E poi in Francia, il 21 di giugno, il giorno più lungo dell’anno, c’è la Fête de la musique.Ad ogni angolo di strada: musica. Chiunque può suonare, dove e come gli va. Senza limiti di orario o di volume.
E va da sé: festa, festa fino al mattino.
Poi è logico che quando torno a casa ho appena il tempo di mettere le mie cose in un borsone.
Volo da Charles de Gaulle alle 8 e poco.
Quando riesco a svegliarmi seriamente è già ora di pranzo e sto svuotando un take away giapponese a Charing Cross. Non vedevo l’Inghilterra, tappa obbligata di tutte le mie vacanze estive liceali, da sei anni. E mi ricordavo quasi solo le parti da cartolina: è strano come (non) vedi le cose, quando sei teen. Solo a Southbank tutto aveva un’aria familiare, compresa la grande piazza sempre deserta in cui mi sono ritrovata a camminare nella pioggia con Sa’ una domenica mattina.

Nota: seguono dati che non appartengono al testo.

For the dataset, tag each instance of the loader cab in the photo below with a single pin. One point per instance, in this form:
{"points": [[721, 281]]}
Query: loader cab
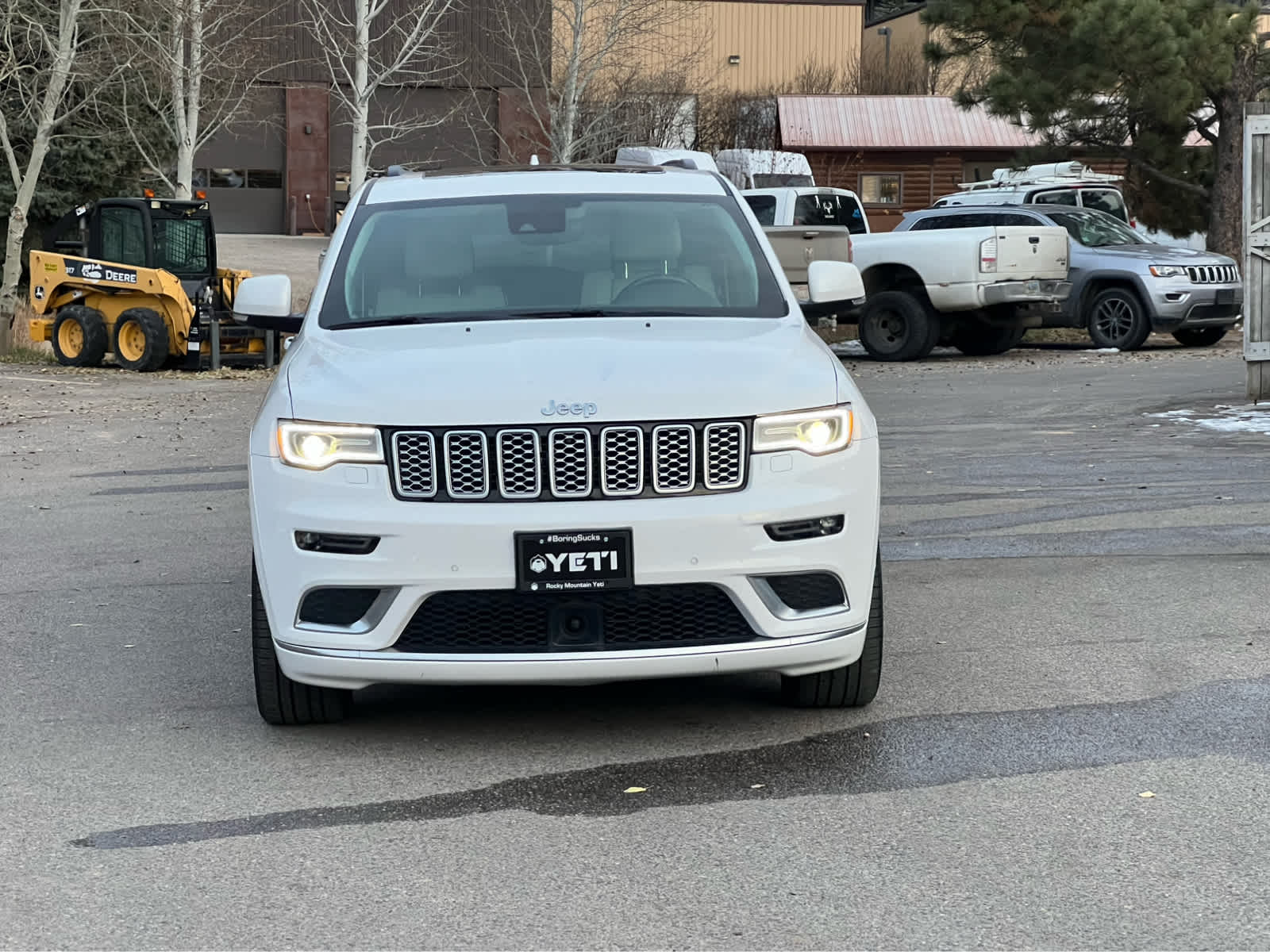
{"points": [[143, 232]]}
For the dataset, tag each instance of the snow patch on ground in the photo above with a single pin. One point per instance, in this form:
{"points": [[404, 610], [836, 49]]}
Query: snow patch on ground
{"points": [[1225, 419], [849, 348]]}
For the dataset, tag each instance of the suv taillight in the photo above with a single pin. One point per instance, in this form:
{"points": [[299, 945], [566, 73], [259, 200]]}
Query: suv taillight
{"points": [[988, 255]]}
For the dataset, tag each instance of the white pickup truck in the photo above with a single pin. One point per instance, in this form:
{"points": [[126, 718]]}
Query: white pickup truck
{"points": [[978, 290], [808, 224]]}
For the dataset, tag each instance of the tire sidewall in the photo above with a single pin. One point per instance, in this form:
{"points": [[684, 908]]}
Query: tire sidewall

Non me la ricordavo così grande, Londra. Né così affascinante, con quella sensazione che qualcosa, lì, si muova davvero e quell’estetica tutta sua che a volte diventa persino comprensibile.
Sarà che non avevo mai conosciuto nessuno che ci vivesse, invece questa volta sono andata a cena in una di quelle case che studiavo alle medie al corso di English and American civilization. Sarà che quella casa ancora tutta da finire sapeva di progetti. Sarà che, circondata dalla delegazione fabricante londinese ho respirato di nuovo quell’aria di sogni in via di realizzazione e di nuovo mi è sembrato di sentirmi chiedere ma ci provi, tu? e a realizzare che?.
E senza che io pensassi ad alta voce la domanda, mi è stata offerta una risposta. Una, non la.